Dice Gerardo, que tiene 39 años y es de Honduras, que precisamente en La Arrocera, al tratar de rodear una garita de vigilancia, cinco hombres le salieron al paso. Dice que dos de los asaltantes iban armados, uno con una escopeta, el otro con una pistola de nueve milímetros, que le obligaron a desnudarse, que lo tiraron al suelo de un garrotazo, que registraron sus ropas, que le quitaron todo el dinero que llevaba y que le amenazaron con matarlo si denunciaba. Uno de los asaltantes, el más joven, era alto y flaco, tenía el pelo lacio y calzaba sandalias, "guaraches", dice Gerardo. El otro, el más viejo, llevaba sombrero y era bigotudo y tenía una cicatriz como de un navajazo en la quijada del lado derecho...
Es entonces cuando Arelí, apenas 27 años, levanta la mirada de la libreta y sonríe, pero su rostro, sus ojos verdes, que son el único eco de esperanza en esta madrugada tan negra, no reflejan precisamente alegría:
-El tipo del bigote..., la señal de la cicatriz en la cara..., el sombrero... La descripción de su acompañante: más flaco, más joven, con el pelo lacio. ¿Se da cuenta? Hace meses que los emigrantes, sean hombres o mujeres, vengan de Honduras o de Guatemala, nos señalan a los mismos tipos como sus verdugos. Pero no pasa nada. Las autoridades no hacen nada. Mire: lo peor no es el tren, que si te duermes y te caes te corta en dos como a Donar o te mata como a tantos otros. Lo peor no es ni siquiera la existencia de bandas de maleantes, de extorsionadores, de gente que mata o que viola. Lo peor de todo, la verdadera mezquindad, es saber que nadie te va a ayudar, que al Estado mexicano no le importa lo que le pase a los centroamericanos que pasan por su territorio camino de Estados Unidos. Que ni la policía ni el ejército, ni las autoridades encargadas de ayudarte, te van a ayudar. Porque aquí, desengáñese, el Estado no está, es un teatro. A veces, en el albergue hemos sabido que entre los emigrantes hay infiltrados sicarios de Los Zetas [uno de los carteles más sanguinarios de México], pero no hemos podido ni siquiera pedir ayuda a las autoridades porque sabíamos que no nos la iban a dar. Que incluso podía ser peor porque los mismos emigrantes te cuentan que ellos fueron asaltados por policías...

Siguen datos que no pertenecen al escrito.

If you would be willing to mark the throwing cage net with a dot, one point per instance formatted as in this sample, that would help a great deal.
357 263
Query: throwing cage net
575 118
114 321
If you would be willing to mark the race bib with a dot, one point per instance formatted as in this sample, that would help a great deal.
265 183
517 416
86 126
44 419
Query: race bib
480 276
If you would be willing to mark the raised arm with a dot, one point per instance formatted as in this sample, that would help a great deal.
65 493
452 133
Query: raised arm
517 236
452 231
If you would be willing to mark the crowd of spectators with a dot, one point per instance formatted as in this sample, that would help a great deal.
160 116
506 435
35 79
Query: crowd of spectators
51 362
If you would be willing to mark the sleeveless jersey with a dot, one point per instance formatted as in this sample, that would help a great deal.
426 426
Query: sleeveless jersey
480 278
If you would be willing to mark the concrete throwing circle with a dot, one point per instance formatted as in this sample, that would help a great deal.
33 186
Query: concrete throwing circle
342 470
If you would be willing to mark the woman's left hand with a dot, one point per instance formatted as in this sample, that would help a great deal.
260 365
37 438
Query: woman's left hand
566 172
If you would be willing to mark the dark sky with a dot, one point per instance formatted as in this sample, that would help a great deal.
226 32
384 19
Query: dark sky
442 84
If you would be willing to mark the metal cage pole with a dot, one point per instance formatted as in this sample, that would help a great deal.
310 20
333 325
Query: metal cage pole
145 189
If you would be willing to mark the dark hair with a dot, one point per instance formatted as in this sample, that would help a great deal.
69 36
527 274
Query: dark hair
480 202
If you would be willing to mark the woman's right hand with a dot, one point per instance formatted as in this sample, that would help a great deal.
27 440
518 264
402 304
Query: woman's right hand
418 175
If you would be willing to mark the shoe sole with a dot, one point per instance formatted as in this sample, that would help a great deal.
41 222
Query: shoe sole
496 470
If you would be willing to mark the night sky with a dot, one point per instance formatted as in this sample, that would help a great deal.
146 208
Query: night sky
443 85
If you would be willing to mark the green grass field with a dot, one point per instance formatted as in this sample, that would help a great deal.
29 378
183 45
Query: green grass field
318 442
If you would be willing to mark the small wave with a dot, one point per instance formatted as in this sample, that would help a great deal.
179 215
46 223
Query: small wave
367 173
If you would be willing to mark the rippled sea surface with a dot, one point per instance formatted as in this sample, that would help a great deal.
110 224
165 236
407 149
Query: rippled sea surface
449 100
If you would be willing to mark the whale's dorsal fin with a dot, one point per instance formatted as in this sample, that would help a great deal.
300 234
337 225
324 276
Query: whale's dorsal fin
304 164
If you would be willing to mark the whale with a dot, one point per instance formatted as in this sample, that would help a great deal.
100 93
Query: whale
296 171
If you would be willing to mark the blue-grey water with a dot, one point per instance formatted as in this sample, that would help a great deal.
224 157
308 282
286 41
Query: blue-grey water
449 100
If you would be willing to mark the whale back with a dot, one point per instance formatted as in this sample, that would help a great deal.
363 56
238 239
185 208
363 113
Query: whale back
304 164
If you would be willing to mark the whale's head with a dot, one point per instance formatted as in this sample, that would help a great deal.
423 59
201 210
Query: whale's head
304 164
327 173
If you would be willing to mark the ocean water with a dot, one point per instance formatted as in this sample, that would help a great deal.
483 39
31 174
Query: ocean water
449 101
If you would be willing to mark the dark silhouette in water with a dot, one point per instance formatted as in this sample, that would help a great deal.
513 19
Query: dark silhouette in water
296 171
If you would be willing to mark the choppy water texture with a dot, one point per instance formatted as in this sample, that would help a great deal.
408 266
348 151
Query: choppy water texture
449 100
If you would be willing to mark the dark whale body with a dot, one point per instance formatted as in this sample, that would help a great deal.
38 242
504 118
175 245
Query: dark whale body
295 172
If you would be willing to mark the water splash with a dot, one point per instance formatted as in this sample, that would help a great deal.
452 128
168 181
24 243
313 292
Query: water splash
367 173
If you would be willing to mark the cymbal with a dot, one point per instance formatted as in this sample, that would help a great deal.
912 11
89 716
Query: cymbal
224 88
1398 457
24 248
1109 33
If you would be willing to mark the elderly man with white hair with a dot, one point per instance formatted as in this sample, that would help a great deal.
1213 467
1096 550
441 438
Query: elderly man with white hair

Hay un informe de la Comisión Nacional de los Derechos Humanos (CNDH) de México que corrobora las palabras de Arelí. Está confeccionado con los testimonios que 30 agentes de la comisión -sólo 30- recogieron en un periodo de seis meses -sólo seis meses-. Y aun así, los datos no pueden ser más terribles. Entre septiembre de 2008 y febrero de 2009, casi 10.000 emigrantes centroamericanos que trataban de llegar a Estados Unidos fueron secuestrados y tratados con extrema crueldad a su paso por territorio mexicano. Muchos de ellos fueron capturados en grupos, bajados de los vagones de tren y confinados en casas de seguridad o en naves industriales. El rescate que se les exigía fluctuaba entre los 1.500 y los 5.000 dólares. La Comisión Nacional de Derechos Humanos calcula que la industria del secuestro obtuvo en ese corto espacio de tiempo más de 25 millones de dólares. Para ello, los verdugos no dudaron en utilizar una violencia extrema, que incluyó en muchos casos la tortura, la violación y el asesinato. Nueve de cada 10 víctimas recibieron amenazas de muerte dirigidas a ellas o a sus familiares. El 67% de los secuestrados era de Honduras; el 18%, de El Salvador; el 13%, de Guatemala, y el resto, de Nicaragua. También constataron los agentes de derechos humanos el paso de emigrantes procedentes de Ecuador, de Brasil, de Chile, de Costa Rica... Pero son los centroamericanos los que con mayor frecuencia, y con mayor desesperación, hacen la ruta hacia El Dorado que todavía, pese a la crisis, sigue representando Estados Unidos. Sus familias, y también sus países, dependen de sus remesas.
Hay quien sostiene, con una dureza no exenta de tino, que algunas naciones centroamericanas han sacrificado a sus ciudadanos para salvar sus economías. Al emigrante se le presenta en sus lugares de origen como un héroe, no como una víctima. A eso contribuye que el que llega encierra su rosario de sufrimientos y humillaciones, tal vez por vergüenza, en un cofre con siete llaves. Y el que no llega... también. Sólo Arelí y quienes como ella no están dispuestos a que México, su país, siga siendo un testigo mudo del horror, se han propuesto que las organizaciones de derechos humanos y la prensa conviertan en visible lo que hasta ahora no lo ha sido. El dolor tan íntimo de Teresa, la furia de Mario en busca del asesino de su novia, la huida sin destino de un niño asustado de 13 años, la terrible maldad de quien aprovecha el paso por sus pueblos de los más desprotegidos para hacer negocio. Golpeando, violando, matando... Sin freno. Sin castigo.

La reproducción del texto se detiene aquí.